Ces critères sont un constat, et ne sont pas à confondre avec les 5 critères scientifiques de cohérence, logique, adéquation, applicabilité et nécessité. L’expression du résultat de la recherche suivant les 5 critères scientifiques (par exemple l’ouvrage Procès et réalité) suit des règles intuitives d’expression et de créativité dans le langage, déchiffrées par Donald A. Crosby 45 ans après la publication de PR.

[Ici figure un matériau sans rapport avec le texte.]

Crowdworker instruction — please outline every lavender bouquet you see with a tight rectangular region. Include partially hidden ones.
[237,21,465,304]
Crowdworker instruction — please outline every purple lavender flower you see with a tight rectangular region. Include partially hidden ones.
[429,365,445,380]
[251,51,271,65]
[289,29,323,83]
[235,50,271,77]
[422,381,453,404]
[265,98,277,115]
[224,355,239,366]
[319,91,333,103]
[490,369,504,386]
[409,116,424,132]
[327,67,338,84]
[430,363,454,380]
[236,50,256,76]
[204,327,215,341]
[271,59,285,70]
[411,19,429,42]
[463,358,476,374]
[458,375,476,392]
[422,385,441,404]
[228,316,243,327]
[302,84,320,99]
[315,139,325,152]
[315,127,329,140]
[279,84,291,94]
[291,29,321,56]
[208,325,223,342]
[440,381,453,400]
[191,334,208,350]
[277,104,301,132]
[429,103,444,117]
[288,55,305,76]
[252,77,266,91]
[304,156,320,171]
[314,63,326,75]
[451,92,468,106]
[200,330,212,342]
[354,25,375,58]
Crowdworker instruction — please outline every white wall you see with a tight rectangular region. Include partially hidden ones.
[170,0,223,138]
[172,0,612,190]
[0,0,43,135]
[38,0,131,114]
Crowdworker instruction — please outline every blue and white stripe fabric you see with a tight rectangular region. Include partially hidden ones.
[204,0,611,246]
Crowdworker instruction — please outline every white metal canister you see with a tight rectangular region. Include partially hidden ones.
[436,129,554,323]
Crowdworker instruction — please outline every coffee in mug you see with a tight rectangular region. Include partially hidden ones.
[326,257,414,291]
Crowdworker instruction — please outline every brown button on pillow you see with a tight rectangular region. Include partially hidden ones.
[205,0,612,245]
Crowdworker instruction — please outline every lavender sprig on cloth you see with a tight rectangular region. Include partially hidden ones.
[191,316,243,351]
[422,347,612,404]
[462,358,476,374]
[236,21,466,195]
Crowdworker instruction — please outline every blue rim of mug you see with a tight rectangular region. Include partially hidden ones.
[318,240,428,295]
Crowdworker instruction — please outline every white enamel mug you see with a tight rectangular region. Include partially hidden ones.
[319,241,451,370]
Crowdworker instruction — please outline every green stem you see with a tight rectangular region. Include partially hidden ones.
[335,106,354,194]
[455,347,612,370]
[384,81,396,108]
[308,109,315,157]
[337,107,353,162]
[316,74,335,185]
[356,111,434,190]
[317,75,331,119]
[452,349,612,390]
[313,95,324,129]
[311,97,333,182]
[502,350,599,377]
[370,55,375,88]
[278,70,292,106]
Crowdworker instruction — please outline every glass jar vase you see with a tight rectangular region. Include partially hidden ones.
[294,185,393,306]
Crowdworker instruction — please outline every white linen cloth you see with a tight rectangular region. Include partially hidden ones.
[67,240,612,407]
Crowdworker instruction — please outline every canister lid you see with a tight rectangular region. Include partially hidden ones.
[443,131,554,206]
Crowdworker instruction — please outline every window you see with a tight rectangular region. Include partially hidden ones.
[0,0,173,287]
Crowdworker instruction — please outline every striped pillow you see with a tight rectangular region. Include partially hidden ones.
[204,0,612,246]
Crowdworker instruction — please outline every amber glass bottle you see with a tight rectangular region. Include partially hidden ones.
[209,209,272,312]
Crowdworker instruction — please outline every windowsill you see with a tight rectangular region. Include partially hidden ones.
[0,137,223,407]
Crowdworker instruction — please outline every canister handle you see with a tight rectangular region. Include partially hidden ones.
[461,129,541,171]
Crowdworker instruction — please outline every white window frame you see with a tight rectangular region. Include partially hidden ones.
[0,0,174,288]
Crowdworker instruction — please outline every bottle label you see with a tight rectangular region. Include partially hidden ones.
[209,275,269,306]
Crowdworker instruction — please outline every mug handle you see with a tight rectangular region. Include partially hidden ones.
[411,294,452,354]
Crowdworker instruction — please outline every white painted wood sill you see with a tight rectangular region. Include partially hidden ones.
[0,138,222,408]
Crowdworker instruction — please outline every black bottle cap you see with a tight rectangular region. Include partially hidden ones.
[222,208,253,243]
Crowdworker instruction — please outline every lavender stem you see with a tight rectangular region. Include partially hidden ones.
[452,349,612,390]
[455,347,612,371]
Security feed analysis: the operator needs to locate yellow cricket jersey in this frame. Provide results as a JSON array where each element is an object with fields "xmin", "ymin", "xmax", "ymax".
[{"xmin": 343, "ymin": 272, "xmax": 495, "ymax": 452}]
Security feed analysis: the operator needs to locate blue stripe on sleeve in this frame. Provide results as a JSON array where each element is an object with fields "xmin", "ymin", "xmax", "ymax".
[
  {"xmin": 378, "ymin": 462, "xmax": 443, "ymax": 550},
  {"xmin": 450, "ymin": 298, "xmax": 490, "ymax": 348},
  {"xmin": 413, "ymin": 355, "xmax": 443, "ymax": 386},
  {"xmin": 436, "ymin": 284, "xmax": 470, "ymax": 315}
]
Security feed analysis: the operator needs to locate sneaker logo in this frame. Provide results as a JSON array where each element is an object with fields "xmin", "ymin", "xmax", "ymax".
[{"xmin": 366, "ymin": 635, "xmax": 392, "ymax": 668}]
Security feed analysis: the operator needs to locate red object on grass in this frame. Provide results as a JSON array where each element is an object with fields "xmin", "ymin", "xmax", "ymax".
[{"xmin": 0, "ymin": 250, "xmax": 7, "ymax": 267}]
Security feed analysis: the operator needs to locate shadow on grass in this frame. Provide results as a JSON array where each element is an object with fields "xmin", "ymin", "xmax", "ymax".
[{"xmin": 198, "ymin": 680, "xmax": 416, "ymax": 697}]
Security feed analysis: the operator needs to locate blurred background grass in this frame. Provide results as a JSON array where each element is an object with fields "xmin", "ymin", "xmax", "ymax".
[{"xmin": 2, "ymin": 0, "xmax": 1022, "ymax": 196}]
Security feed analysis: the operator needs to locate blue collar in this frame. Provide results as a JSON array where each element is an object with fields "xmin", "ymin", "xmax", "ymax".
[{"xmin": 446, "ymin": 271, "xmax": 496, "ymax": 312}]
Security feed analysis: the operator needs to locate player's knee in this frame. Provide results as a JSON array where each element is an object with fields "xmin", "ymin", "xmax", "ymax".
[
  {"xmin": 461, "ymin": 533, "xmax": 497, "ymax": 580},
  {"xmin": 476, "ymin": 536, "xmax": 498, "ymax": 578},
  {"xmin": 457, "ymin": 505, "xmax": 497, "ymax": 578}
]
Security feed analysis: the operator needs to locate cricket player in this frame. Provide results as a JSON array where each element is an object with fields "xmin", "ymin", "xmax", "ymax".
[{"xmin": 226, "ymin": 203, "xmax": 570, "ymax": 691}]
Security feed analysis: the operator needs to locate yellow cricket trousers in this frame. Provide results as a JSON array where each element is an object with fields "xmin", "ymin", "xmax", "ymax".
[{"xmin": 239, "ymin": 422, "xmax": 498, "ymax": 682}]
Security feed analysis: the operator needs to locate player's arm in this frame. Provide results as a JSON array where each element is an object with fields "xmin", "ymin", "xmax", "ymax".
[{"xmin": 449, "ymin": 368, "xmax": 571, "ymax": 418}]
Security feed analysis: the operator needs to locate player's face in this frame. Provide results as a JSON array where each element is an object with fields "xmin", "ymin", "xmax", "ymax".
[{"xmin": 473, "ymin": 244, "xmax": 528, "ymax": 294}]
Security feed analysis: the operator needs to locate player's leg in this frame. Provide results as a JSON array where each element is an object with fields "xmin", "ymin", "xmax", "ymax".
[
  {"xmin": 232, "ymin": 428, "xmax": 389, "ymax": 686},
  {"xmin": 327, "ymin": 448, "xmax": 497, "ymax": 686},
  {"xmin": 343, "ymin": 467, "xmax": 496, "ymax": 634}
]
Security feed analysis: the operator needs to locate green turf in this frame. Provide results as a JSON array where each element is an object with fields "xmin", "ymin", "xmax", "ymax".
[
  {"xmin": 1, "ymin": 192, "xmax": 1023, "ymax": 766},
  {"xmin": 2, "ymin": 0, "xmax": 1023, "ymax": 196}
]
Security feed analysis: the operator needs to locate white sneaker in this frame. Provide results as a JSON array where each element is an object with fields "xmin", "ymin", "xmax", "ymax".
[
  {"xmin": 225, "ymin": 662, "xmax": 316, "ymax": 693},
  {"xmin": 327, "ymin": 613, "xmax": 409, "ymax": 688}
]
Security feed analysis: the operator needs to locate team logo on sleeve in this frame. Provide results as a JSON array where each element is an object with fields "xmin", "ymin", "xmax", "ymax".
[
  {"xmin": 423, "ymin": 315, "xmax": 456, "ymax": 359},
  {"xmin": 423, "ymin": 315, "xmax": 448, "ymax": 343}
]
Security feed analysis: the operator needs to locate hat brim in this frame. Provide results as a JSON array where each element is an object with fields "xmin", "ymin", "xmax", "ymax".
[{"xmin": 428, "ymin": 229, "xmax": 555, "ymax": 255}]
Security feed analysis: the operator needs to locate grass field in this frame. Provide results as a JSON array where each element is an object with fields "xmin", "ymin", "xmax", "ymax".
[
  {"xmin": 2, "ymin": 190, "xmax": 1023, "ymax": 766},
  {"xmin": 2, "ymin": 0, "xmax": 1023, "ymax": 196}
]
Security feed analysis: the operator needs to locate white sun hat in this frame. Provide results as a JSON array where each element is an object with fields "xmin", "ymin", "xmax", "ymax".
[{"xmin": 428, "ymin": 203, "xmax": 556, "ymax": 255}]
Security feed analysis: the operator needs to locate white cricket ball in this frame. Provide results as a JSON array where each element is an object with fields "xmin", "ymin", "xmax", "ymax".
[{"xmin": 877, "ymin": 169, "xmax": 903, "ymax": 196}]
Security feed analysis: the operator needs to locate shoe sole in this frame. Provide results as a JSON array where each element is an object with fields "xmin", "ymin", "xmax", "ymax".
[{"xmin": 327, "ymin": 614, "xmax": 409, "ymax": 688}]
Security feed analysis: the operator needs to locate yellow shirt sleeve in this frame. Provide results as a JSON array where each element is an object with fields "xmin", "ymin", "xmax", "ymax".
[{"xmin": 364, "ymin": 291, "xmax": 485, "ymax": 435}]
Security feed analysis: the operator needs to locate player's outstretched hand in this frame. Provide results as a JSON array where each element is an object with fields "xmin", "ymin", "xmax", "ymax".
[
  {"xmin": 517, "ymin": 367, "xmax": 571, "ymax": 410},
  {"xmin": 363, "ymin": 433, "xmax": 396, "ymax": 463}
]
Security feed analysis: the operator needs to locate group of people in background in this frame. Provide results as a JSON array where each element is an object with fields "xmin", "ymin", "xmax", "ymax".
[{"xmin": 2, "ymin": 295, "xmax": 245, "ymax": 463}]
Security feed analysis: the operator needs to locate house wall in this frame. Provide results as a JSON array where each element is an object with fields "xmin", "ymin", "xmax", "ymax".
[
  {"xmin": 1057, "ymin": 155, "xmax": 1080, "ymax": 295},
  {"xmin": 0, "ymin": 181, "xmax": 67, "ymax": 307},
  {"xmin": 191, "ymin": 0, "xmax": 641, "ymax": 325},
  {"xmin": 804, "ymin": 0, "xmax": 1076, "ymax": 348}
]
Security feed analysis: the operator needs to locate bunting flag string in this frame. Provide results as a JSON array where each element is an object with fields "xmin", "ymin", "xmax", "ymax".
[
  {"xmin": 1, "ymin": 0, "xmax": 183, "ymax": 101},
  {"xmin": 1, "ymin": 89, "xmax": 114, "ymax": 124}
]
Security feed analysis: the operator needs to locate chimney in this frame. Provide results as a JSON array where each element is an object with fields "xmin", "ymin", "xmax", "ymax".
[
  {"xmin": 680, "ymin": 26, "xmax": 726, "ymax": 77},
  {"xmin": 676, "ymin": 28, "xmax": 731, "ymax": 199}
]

Donald A. Crosby donne notamment les exemples des mots préhension, entité-actuelle, satisfaction, concrescence, superjet, appétition, ou préhension conceptuelle. Leur intérêt est de faire le lien entre l’expérience ordinaire et un schème qui lie l’ensemble des notions de cette expérience ordinaire. Les travaux des urbanistes, des architectes, des géographes et des ingénieurs abondent en notions / concepts qui font cette même démarche, chacun à sa façon, chacun inventant ses propres termes. Le double intérêt du choix des mots de Whitehead dans le cadre de sa pensée organique est de permettre de tracer des liens : la pensée organique offre un mode de pensée apte à saisir la pensée de chaque auteur dans son expression propre, tout en permettant une comparaison scientifique/philosophique avec les autres auteurs grâce au croisement des notions autour d’un schème commun. Leurs travaux deviennent alors une exemplification du schème, voire un approfondissement de ce qui n’y est qu’esquissé et généralisé. C’est le cas de tous les travaux cités dans la méthode d’écriture, et plus généralement ceux retenus dans la bibliographie. La présente thèse est loin d’épuiser tous les liens possibles. Seuls seront tracés les liens entre le schème, la dynamique de 〈19〉 développement des territoires et l’application à la région « Vosges-Ardennes » (Grand-Est français et régions transfrontalières).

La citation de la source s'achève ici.